Prescription de l’action du styliste

Notez ce point juridique

La contrefaçon étant un délit continu, le point de départ de la prescription se trouve reporté à chaque nouvel acte d’exploitation commis sans autorisation. Toutefois, si les droits patrimoniaux de l’auteur sont protégés durant soixante-dix ans après la mort de l’auteur et ses droits moraux imprescriptibles, les actions en paiement des créances nées des atteintes portées aux uns et aux autres de ces droits sont soumises à la prescription de droit commun.
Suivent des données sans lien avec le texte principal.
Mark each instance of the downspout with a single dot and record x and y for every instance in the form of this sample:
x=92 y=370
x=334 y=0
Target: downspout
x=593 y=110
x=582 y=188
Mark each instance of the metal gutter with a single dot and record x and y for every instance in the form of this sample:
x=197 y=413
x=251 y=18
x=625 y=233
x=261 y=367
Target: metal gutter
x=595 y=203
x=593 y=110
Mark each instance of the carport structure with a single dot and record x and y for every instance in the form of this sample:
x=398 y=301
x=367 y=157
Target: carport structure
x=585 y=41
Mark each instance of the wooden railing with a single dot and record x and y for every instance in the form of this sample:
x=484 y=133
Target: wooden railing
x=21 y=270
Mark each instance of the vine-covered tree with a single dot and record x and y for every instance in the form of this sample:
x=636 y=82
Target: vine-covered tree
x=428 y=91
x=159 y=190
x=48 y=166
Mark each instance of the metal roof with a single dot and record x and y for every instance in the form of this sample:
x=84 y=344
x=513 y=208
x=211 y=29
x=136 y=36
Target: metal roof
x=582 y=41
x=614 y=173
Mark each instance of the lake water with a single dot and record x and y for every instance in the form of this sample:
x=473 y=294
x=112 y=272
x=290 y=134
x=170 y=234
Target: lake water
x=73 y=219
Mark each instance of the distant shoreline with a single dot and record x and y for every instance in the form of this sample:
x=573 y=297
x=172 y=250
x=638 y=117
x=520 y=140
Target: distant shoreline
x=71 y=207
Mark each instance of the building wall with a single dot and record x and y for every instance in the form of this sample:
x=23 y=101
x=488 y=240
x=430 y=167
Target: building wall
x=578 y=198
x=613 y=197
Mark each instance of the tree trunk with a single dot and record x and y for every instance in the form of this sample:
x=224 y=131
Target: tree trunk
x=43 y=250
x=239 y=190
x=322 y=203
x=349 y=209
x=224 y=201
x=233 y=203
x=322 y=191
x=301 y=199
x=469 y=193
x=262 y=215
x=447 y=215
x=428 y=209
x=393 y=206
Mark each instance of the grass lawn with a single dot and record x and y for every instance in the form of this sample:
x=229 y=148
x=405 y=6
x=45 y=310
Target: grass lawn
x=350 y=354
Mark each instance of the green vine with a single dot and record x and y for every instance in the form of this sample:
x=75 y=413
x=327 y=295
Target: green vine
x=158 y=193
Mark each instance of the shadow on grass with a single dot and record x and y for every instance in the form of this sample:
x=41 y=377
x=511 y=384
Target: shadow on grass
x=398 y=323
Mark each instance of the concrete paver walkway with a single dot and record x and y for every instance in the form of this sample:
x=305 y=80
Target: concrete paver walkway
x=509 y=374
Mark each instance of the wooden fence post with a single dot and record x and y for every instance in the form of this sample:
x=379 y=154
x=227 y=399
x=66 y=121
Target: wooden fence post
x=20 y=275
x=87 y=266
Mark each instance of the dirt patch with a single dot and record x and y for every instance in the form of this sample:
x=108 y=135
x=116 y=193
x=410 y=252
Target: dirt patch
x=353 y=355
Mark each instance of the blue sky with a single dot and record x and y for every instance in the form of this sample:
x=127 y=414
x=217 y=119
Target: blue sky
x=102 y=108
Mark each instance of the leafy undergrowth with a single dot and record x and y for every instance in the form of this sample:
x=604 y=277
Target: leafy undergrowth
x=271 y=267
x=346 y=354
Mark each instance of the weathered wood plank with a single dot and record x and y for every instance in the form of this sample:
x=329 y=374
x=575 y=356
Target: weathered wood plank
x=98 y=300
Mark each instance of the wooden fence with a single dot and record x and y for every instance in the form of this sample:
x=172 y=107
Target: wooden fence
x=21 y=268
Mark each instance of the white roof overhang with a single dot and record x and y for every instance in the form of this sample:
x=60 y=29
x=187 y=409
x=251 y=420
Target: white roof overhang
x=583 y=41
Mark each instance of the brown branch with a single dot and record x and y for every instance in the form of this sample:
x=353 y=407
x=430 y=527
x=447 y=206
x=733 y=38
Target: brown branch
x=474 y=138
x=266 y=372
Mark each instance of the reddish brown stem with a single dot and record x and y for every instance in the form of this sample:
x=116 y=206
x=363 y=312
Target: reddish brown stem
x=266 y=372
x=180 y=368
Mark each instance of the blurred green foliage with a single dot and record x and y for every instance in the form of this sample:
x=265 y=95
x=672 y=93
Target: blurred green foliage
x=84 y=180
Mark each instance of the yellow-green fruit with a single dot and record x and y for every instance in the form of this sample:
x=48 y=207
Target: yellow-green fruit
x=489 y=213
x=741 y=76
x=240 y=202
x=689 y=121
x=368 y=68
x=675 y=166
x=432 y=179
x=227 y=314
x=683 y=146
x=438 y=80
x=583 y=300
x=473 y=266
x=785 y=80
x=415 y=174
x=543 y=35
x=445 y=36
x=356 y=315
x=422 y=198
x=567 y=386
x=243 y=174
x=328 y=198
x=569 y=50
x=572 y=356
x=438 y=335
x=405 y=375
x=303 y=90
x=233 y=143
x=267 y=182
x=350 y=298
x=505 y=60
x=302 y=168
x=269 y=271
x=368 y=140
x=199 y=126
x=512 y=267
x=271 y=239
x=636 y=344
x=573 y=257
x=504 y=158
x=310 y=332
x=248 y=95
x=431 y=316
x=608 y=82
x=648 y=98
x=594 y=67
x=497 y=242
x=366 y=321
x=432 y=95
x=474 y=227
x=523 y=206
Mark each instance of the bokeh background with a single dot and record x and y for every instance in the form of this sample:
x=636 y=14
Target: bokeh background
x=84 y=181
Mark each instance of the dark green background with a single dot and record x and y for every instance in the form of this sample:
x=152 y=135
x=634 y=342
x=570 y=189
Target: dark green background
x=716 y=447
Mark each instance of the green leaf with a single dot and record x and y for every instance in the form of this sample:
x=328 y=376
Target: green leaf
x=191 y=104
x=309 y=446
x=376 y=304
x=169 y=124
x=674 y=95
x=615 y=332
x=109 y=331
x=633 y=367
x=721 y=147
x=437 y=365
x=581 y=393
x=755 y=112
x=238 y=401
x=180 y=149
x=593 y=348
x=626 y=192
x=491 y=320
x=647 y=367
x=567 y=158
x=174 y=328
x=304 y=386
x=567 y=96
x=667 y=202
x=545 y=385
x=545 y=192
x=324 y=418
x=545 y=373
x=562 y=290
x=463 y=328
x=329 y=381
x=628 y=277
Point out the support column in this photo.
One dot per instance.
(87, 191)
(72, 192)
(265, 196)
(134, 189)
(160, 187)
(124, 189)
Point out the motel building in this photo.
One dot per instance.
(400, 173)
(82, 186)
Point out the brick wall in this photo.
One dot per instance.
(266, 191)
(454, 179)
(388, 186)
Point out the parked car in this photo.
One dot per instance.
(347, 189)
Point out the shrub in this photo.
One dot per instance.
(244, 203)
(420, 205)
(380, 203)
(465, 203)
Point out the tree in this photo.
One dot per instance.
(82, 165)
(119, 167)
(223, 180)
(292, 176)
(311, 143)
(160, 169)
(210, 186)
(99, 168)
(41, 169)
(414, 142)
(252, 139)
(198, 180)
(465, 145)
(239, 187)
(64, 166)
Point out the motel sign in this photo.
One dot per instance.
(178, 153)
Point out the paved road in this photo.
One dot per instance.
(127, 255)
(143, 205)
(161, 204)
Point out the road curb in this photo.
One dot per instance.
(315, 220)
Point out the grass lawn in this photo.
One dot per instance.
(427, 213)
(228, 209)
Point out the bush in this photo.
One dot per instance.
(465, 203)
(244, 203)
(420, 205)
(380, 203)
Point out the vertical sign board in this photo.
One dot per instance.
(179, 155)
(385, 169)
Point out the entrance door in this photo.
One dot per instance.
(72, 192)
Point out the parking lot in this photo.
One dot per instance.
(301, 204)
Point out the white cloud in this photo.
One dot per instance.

L’action de l’auteur formée au fondement de ses droits d’auteur, qu’ils soient patrimoniaux ou moraux, est soumise aux dispositions de l’article 2224 du code civil en vertu desquelles, les actions personnelles ou mobilières se prescrivent par cinq ans à compter du jour où le titulaire d’un droit a connu ou aurait dû connaître les faits lui permettant de l’exercer.

Un designer-plumassier reconnu dans le secteur du luxe et de la haute couture, qui a créé pour la manufacture Perrin plusieurs modèles, a été débouté de son action en contrefaçon de droits d’auteur.  

Par l’effet de la loi du 17 juin 2008 portant réforme de la prescription en matière civile, le  designer-plumassier disposait d’un délai de cinq ans à compter de l’entrée en vigueur de cette loi, soit jusqu’au 18 juin 2013, pour agir à l’encontre de la société. Or, ce dernier a engagé son action suivant assignation des 30 septembre et 10 octobre 2016, alors que cette action était d’ores et déjà prescrite pour des faits commis antérieurement au 17 juin 2008.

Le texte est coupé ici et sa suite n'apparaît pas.